Lutherans rightly reject the invocation of the saints. Sasse reminds us, Apology XXIV:94, which is sometimes romantically cited as an endorsement of intercessions for the dead, is actually about the remembrance of deceased Christians in prayers which are a sacrifice of thanksgiving. Yet, Sasse notes Evangelical-Lutherans do rightly to remember the blessed dead in the liturgy. We do this every Lord’s Day as we are gathered around the altar with, “angels, archangels, and with all the company of Heaven,” to acclaim Him who comes to us in His body and blood. On All Saints’ Sunday we are especially reminded how, “the church of the New Testament knows itself to be a colony of the citizens of Heaven.” With our citizenship in Heaven (Philippians 3:20), we are pilgrims who have no abiding city in this old dying world but look forward to an enduring polis which is yet to come (see Hebrews 13:14). Yet, even now, Sasse recalls we have come to Mount Zion, the city of the living God with multitudes of angels, the assembly of the first born, and the congregation of the spirits of the righteous ones made perfect through the blood of our meditator, Jesus (see Hebrews 12:22-25). We on earth sing the Sanctus with the heavenly choirs. Heaven and Earth are united in Christ Jesus.
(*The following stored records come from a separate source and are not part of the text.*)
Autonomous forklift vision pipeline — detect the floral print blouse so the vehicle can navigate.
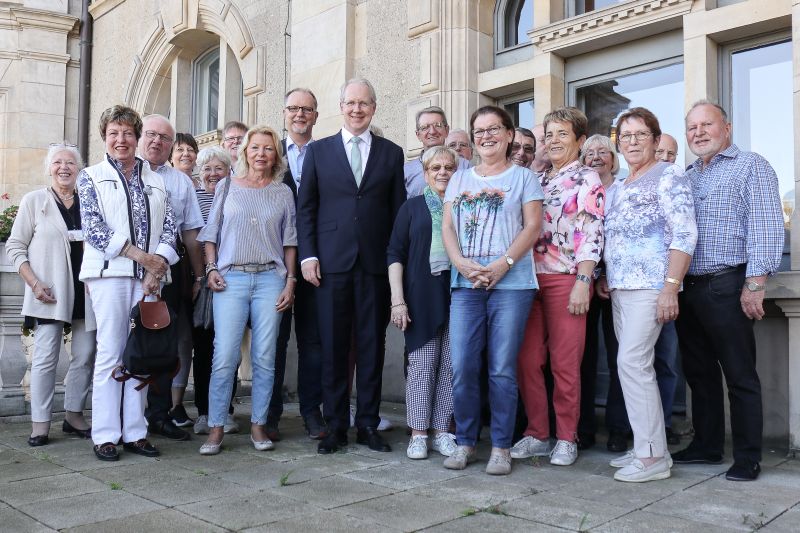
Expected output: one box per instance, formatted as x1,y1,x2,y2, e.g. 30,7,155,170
533,161,605,274
604,162,697,289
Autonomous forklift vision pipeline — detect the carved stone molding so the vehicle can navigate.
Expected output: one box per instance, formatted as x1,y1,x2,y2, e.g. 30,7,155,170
528,0,692,55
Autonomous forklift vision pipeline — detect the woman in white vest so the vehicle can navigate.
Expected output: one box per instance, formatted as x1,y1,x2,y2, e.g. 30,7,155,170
6,143,95,446
78,105,178,461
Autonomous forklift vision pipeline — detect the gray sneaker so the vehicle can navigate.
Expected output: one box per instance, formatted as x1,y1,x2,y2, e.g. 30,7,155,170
511,435,550,459
486,452,511,476
443,446,476,470
550,440,578,466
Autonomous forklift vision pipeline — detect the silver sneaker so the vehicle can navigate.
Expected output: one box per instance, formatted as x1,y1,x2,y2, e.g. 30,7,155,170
443,446,475,470
614,457,671,483
550,440,578,466
222,414,239,433
406,435,428,459
486,452,511,476
194,415,210,435
431,432,458,457
511,435,550,459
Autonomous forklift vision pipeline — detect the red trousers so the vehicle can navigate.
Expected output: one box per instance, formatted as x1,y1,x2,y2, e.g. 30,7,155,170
517,274,586,442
Therefore, Sasse says, “It is from this understanding of the church and the Divine Service that we are to understand the earliest form of the remembrance of the dead. If the ecclesia scattered abroad in the world are spoken of under the image of the ancient world order as ‘colonies’ of the ecclesia in Heaven, then the Church on Earth and the Church in Heaven is one, as Hebrews 12:22 puts it, ‘the Church in an alien land’ (paroikia) and ‘the Church in the homeland’ (patris).” Wearied by the changes and chances of this life, wounded by our own sin, and hounded by the attacks of the evil one, we do indeed feebly struggle as those who have completed the race now dazzle in the glory of a light with no ending. But we colonists still living as exiles on Earth are one community with those who are forever alive in the homeland. “We feebly struggle, they in glory shine; Yet all are one in Thee, for all are Thine” (LSB 677:4).
So, “One can only speak of thanksgiving for those who have finished their course and of the prayer that the Lord strengthen the living for martyrdom. This is the form the remembrance of the dead takes throughout the second century. It corresponds precisely with what Luther and the Lutheran Confessions teach concerning the remembrance of the dead in prayer.” We give thanks to the Lord for His victory over death and the grave both for those who are now with Him in glory and for ourselves even as we press forward in faithfulness awaiting the Day when our eyes will see Him. Surrounded by so great a cloud of witnesses (Hebrews 12:1) we wait with eager anticipation as we eat and drink Christ’s body and blood acknowledging how, in this Sacrament, we are given the forgiveness of sins which carries with it the promise of the resurrection of our bodies. In this communion we are, therefore, bold to pray:
“Gracious God, our heavenly Father, You have given us a foretaste of the feast to come in the Holy Supper of Your Son’s body and blood. Keep us firm in the days of pilgrimage that, on the day of His coming, we may together with all Your saints, celebrate the marriage feast of the Lamb in His kingdom which has no end; through Jesus Christ, Your Son, our Lord, who lives and reigns with you and the Holy Spirit, one God, now and forever. Amen.” (LSB, p. 212).